If the module path in go.mod does not match the repository path, imports break. The consumer tries to import github.com/user/mylib. The proxy looks for a tag on that repo. If the go.mod inside declares a different path, the proxy rejects the module. The error looks like module path mismatch: go.mod declares module path "example.com/wrong" but the module is being accessed as "github.com/user/mylib". Fix the go.mod file. The path must match the repo URL.

If you use a private repository, the public proxy cannot fetch it. The proxy returns 404. Private modules require a private proxy or direct git access. Configure GOPRIVATE to tell the toolchain to bypass the proxy for specific paths.

// Terminal session
// Configure GOPRIVATE for internal repos.
// The toolchain fetches these directly from git.
export GOPRIVATE=github.com/mycompany/*

If you change the major version, you must update the import path. Version 2 requires the path github.com/user/mylib/v2. The go.mod file must declare module github.com/user/mylib/v2. All imports inside the module must use the /v2 suffix. If you forget, the toolchain complains with module declares its path as "github.com/user/mylib" but was required as "github.com/user/mylib/v2". Bump the major version carefully. Update the path everywhere.

Decision matrix

Choose the right strategy for your code.

Use a published public module when you want the community to use your code. Publish when the API is stable and the tests pass.
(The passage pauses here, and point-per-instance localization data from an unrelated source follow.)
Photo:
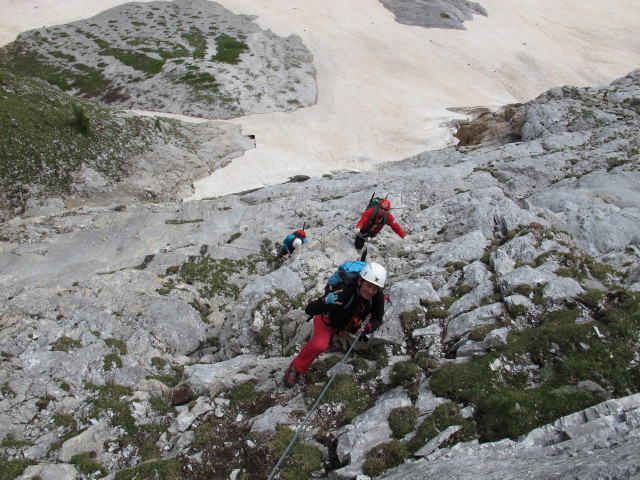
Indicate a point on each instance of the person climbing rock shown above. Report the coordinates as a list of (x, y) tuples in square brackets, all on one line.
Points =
[(291, 242), (344, 309), (376, 216)]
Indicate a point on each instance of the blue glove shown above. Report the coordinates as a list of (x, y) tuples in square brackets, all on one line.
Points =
[(331, 298)]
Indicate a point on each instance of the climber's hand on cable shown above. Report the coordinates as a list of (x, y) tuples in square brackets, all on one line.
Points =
[(332, 297)]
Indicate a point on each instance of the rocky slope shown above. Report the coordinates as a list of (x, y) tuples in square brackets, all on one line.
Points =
[(146, 340), (186, 57)]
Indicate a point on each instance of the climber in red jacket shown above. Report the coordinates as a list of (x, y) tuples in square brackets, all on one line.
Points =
[(372, 221)]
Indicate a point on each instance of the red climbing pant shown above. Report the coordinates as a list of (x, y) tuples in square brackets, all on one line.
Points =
[(322, 333)]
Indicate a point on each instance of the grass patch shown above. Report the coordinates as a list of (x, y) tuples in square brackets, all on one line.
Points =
[(155, 470), (511, 402), (229, 50), (65, 344), (301, 461), (46, 136)]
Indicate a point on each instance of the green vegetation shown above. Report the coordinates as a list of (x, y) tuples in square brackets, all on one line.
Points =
[(110, 401), (384, 457), (243, 393), (11, 442), (512, 402), (86, 464), (229, 50), (111, 360), (117, 344), (214, 276), (46, 136), (10, 469), (65, 344), (136, 60), (154, 470), (302, 459), (402, 421), (345, 390)]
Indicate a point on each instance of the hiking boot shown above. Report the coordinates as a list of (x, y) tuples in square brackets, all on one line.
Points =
[(291, 376)]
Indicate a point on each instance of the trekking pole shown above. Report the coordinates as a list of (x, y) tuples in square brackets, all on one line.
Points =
[(313, 408)]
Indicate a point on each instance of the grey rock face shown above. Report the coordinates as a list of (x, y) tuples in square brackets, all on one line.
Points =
[(104, 294), (600, 442), (434, 14), (179, 57)]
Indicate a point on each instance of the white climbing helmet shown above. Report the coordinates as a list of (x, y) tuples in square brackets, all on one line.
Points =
[(374, 273)]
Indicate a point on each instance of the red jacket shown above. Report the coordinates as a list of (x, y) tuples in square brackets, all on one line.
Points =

Push the tag to make the version available.

Use a replace directive when you are developing a module locally and need to test it in a consumer project. Add replace github.com/user/mylib => ../mylib to the consumer's go.mod. Remove the directive before publishing the consumer.

Use a private module when the code contains internal logic or secrets. Configure GOPRIVATE in your CI environment. Use a private proxy if your team needs caching and audit logs.

Use a monorepo with multiple modules when different teams need independent versioning. Create a go.mod in each subdirectory. Tag releases for each module separately. This allows teams to ship updates without coordinating on a single version number.

Use plain sequential code when you don't need concurrency: the simplest thing that works is usually the right thing. Modules add overhead. If the code is a single script for personal use, skip the module. Just run go run main.go.

Where to go next

Tags are versions. Push the tag, or the world doesn't see it. The proxy reads tags. Trust the tag.